もちろんスキルアップは今の仕事を続けながらでも可能です。今の仕事に役立つ資格を取ったり、将来やりたいことを実現するための転職に向けての準備だったり、働きながらでも学び続けることがとても大事です。
スキルアップのために利用できる制度には、「公的職業訓練(ハロートレーニング)」や「教育訓練」などがあります。これらの制度は、訓練の受講費用が無料だったり、かかった費用の一部が戻ってきたり、さらには生活のために給付金をもらいながら学べる支援制度もあります。(支援制度の利用には一定の要件があります。)

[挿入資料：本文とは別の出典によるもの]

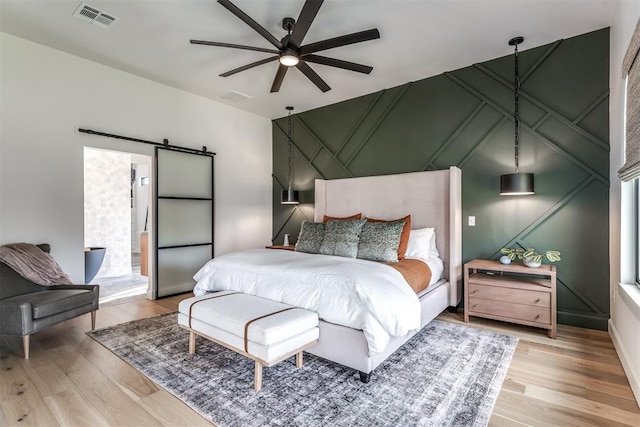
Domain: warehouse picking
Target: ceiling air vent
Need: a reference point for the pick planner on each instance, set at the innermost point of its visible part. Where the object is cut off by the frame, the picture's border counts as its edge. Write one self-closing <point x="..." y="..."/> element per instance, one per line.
<point x="233" y="96"/>
<point x="94" y="16"/>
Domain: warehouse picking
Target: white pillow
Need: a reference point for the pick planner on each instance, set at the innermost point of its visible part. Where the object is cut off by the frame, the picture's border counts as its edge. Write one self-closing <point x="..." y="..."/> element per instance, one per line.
<point x="422" y="244"/>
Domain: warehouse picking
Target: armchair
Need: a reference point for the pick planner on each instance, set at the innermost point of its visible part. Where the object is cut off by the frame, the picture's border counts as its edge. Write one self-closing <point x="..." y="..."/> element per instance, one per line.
<point x="26" y="307"/>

こういった制度を上手に利用しながら、将来を見据えて計画的にスキルアップを図るためには、誰もが自分のキャリアプランを考えてみることが必要です。そのためにとても役に立つものが二つあります。それは、「ジョブ・カード」と「キャリアコンサルティング」です。ジョブ・カードは国が定めた様式の呼び名で、私たちのキャリアを「見える化する」ツールで、手書きでもエクセルでも作ることができます。キャリアコンサルティングは、資格を持った専門家によって1対1で行う、キャリアプランを考えたりそれを実現させるための支援のことです。
みなさんが使える制度は、みなさんが思ってる以上にたくさんあります。専門家(キャリアコンサルタント)の支援を上手に活用しながら(キャリアコンサルティング)、あなたらしいキャリアを歩んでいきましょう。